AcceleratedDHTClient needs more resources than the ResourceManager has by default #8945

aschmahmann · 2022-05-05T12:50:15Z

Checklist

This is a bug report, not a question. Ask questions on discuss.ipfs.io.
I have searched on the issue tracker for my bug.
I am running the latest go-ipfs version or have an issue updating.

Installation method

ipfs-update or dist.ipfs.io

Version

go-ipfs version: 0.13.0-rc1
Repo version: 12
System version: amd64/windows
Golang version: go1.18.1

Config

Abridged:
{
  "Experimental": {
    "AcceleratedDHTClient": true,
  },
  "Internal": {
    "Bitswap": {
      "EngineBlockstoreWorkerCount": null,
      "EngineTaskWorkerCount": null,
      "MaxOutstandingBytesPerPeer": null,
      "TaskWorkerCount": null
    }
  },
  "Routing": {
    "Type": "dhtclient"
  },
  "Swarm": {
    "AddrFilters": null,
    "ConnMgr": {
      "GracePeriod": "20s",
      "HighWater": 100,
      "LowWater": 50,
      "Type": "basic"
    },
    "DisableBandwidthMetrics": false,
    "DisableNatPortMap": false,
    "RelayClient": {},
    "RelayService": {},
    "Transports": {
      "Multiplexers": {},
      "Network": {},
      "Security": {}
    }
  }
}

Description

Running with the AcceleratedDHTClient enabled results in bursty connections (e.g. on startup) that result in the routing table being very small (compared to running without the resource manager enabled) and as a result not particularly functional.

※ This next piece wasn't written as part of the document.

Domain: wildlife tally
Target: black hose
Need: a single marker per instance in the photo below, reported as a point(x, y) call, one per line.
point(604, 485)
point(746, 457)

Enabling debug logging on the resource manager shows that we're out of available outbound connections.

Some analysis here is still need, however AFAICT the reasons for this are:

We now have enforceable connection limits
The accelerated DHT client makes lots of connections in a short period of time. While it doesn't need to keep them open for very long it can't really close the connections in case they're in use (e.g. for Bitswap requests) and so it has to rely on the garbage collection on the host which also means waiting for the grace period.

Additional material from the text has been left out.